O Poder das Boas Perguntas:

O quanto você evidencia sua competência e provoca o pensar?

As perguntas são ferramentas tão poderosas que podem ser benéficas nas circunstâncias quando a pergunta que pede vai ao encontro às normas sociais. Por exemplo, normas prevalecentes nos dizem que os candidatos a emprego devem responder a perguntas durante as entrevistas. Mas a pesquisa de Dan Cable, na escola de negócios de Londres, e Virginia Kay, na Universidade da Carolina do Norte, sugere que a maioria das pessoas excessivamente se auto promovem durante as entrevistas de trabalho. E, quando os entrevistados se concentram em vender-se, eles são susceptíveis a esquecer de fazer perguntas sobre o entrevistador, a organização, o trabalho que faria. Assim, o entrevistador se sentiria mais engajado e mais apto a ver o candidato favoravelmente e poderia ajudá-lo a prever se o trabalho lhe seria satisfatório, interessante. Para candidatos a emprego, fazendo perguntas como "o que eu não estou pedindo que eu deveria?" pode sinalizar a competência, construir o rapport, e destravar partes chaves da informação sobre a posição. Eis uma oportunidade perdida.
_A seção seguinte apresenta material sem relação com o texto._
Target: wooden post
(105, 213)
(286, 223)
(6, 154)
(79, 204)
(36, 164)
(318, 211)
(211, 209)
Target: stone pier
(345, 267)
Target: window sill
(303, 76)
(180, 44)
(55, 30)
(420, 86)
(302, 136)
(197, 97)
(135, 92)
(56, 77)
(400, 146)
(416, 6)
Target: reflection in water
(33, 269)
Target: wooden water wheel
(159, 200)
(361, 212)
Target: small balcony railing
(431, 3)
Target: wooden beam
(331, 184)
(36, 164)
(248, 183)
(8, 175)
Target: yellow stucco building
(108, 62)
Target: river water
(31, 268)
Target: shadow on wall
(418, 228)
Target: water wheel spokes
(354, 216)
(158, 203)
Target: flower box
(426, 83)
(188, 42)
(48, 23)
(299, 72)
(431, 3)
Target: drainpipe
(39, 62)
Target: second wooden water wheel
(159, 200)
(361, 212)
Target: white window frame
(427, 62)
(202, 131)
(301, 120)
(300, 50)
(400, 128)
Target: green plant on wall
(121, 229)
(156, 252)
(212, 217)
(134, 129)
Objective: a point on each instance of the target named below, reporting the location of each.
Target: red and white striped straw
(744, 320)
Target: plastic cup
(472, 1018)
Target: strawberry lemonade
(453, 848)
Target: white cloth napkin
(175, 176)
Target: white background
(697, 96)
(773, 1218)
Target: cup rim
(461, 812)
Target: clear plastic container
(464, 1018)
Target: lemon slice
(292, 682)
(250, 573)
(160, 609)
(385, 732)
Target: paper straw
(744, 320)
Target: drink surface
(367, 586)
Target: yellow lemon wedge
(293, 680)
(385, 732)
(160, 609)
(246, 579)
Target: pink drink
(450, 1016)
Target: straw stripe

Questionar é uma ferramenta exclusivamente poderosa para desbloquear o valor nas organizações: ela estimula a aprendizagem e a troca de ideias, alimenta a inovação e melhora o desempenho, constrói o rapport e a confiança entre os membros da equipe. E pode atenuar o risco de negócio por descobrir armadilhas imprevistas e perigos. Para algumas pessoas, o questionamento vem facilmente. Sua curiosidade natural, inteligência emocional, e capacidade de ler as pessoas colocam a pergunta ideal na ponta de sua língua. Mas a maioria de nós não fazemos perguntas suficientes, nem colocamos nossas investigações de uma maneira ótima. Mas podemos o desenvolver, pois a boa notícia é que, fazendo perguntas, nós naturalmente melhoramos a nossa inteligência emocional, que por sua vez nos torna melhores questionadores, forma-se um ciclo virtuoso. Para nos situarmos, remontando à década de 1970, uma pesquisa sugere que as pessoas têm conversas para realizar alguma combinação de dois grandes objetivos: intercâmbio de informações (aprendizagem) e gerenciamento de impressão (gosto).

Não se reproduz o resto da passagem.